SALVATORE VECA

Una filosofia politica della cittadinanza

 

N. 152

 

Summary - The principal thesis of this article is the following: a political philosophy of citizenship must formulate analytically a normative argument that provides the best possible and consistent interpretation of the notion of citizenship. Such argument has a pertinent sense only within a wider normative theory. This theory is defined by a sequence of several stages which, starting from the constitution of freedom and from the reasons for the political obligation, 1) solves previously the question of the conversion of subjects into citizens; 2) defines the field of collective choices and binds them to some correlation with the individual choices; 3) meets the request for democratic equality put forward thanks to the inference from equal rights of citizenship and formulates a basket of principles of distributive justice; 4)defines the nature of open questions and of the dilemmas of the Welfare State, laying stress on pluralism as a fact and as value in the democratic theory; 5) outlines a global theory of distributive justice to be important for the "citizens of the world" from a cosmopolitical point of view (Kant).

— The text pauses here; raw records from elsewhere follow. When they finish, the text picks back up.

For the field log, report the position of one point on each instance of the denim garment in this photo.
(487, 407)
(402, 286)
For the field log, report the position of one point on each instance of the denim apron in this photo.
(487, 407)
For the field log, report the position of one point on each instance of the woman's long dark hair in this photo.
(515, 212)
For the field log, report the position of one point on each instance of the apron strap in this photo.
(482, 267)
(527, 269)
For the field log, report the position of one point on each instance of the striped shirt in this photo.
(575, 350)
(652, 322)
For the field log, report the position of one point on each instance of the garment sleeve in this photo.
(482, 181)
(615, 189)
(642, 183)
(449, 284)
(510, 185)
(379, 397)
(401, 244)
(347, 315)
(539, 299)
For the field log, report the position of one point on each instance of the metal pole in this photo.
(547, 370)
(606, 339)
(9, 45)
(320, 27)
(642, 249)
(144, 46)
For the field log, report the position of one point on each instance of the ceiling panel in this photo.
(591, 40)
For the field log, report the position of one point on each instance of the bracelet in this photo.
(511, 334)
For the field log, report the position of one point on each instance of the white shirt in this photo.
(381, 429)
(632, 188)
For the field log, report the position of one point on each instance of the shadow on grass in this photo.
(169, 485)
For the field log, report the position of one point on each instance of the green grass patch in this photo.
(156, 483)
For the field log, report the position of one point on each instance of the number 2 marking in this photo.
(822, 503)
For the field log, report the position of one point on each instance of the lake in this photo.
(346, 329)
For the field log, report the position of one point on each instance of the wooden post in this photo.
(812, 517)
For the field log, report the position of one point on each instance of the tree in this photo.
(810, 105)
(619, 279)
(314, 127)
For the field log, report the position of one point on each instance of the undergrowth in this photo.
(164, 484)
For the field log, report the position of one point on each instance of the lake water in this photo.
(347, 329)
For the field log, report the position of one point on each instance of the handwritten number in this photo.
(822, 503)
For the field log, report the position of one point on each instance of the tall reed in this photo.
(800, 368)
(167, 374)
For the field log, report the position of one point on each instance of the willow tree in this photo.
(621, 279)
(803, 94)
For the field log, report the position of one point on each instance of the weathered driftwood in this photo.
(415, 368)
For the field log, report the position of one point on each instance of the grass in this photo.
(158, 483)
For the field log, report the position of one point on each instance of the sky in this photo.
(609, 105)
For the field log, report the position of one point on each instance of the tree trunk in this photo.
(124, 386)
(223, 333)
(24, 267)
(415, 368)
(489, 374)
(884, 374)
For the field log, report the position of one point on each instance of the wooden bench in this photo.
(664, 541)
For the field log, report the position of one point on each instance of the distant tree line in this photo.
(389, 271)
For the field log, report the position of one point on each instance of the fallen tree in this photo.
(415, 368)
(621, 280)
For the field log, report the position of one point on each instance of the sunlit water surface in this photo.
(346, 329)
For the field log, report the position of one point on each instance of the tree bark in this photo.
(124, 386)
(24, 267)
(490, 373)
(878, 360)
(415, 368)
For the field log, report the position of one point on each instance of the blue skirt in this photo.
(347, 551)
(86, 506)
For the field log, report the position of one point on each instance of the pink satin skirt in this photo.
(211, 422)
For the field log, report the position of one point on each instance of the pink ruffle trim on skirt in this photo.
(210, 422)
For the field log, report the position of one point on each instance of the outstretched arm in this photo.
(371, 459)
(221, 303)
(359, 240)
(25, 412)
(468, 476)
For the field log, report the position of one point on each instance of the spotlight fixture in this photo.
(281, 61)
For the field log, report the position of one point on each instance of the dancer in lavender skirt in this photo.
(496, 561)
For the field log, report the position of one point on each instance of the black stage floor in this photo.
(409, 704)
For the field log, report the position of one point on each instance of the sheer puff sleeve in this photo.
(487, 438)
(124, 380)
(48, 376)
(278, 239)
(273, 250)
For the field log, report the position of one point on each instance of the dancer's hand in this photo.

In a metatheoretical perspective, the normative theory of citizenship is put forward taking seriously the fundamental relation with the positive or explanatory theories of regimes, institutions and political actors. A normative theory of citizenship is defined within a moral version of the world. This theory is empty if it is not in harmony with the fact that of the same world are given explanatory or descriptive versions. The epistemological thesis put forward by the a. on the "naturalized normative theory" is that an ethics for politics calls for history and political and social science. The thesis stems from W.V.O. Ouine and, more classically, from an interpretation of David Hume's political and moral philosophy.